Ele debita na conta desta “igualdade do estilo da linguagem empregada” a responsabilidade pelo “mundo insuportavelmente confuso” que vivenciamos hoje. “E essa confusão foi intencionalmente produzida pelos autoritários, mesmo quando eles ainda eram sutis”, observa. “Hoje, todos falamos do mesmo modo, mesmo que estejamos dizendo diferenças radicais. E, neste modo que todos falam, há a marca da sexualidade masculina dominante, épica, heróica. Esta sexualidade igual de todos é que faz uma mesma linguagem servir igualmente para todos”.
A solução encontrada pelo artista, que se coloca ao lado das pessoas “de aspiração e apreço pela democracia”, é diferenciar-se dos autoritários. “Para tanto há que se cultivar uma outra sexualidade e comunicá-la. Mas quem quer deixar de ser homem? De ser esse clássico, histórico homem dominante? Quem quer ser apenas uma pessoa sem poder? Eu certamente acho que o lulismo é infinitamente mais saudável do que o bolsonarismo, sem discussão. Mas ambos se apresentam ao Brasil como salvadores machos da pátria, e, logo, se fazem indistinguíveis quanto a isto. E as pessoas que querem se confundir, se confundem”, avalia.
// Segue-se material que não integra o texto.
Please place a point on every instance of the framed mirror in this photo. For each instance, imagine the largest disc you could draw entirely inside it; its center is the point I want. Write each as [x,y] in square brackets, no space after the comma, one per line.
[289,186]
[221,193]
“É preciso encontrar a linguagem que seja a de uma nova sexualidade, de uma nova afetividade. E essa nova linguagem não é nenhuma das que já se conhece. Quando, e se, uma nova sexualidade vier a se expressar, ela produzirá a revolução estética que fará a sua linguagem evidentemente distinta da linguagem dominante atual. E a diferença entre o inferno fascista e a terra prometida da igualdade social, que é a liberdade, será evidente”, proclama.
Marxista, Cardoso segue a linha de que “a sexualidade surge da economia”. “Precisamos de uma evolução da economia de mercado para uma nova economia do razoável. A sexualidade do razoável surgirá da economia do razoável. Espero que a exaustão do planeta nos force a evoluir. Já aconteceu antes. Nos anos 1950 e 1960 em países ocidentais, em 1917 na Rússia, na Revolução Francesa, na Chinesa. Volta e meia, a ordem social se transforma. Está bem na hora de se transformar. Mas ainda não vejo sinais. A curto prazo, as chances eleitorais do fascismos são grandes. Devemos ao menos iniciar a procura por um outro mundo. Neste mundo deles, das redes antissociais e das inteligências artificiais e do excesso de consumo, eles são mais fortes do que nós. Problema é que estamos sem inspiração alguma sobre o mundo que poderia ser”, finaliza, deixando no ar um misto de indignação e esperança.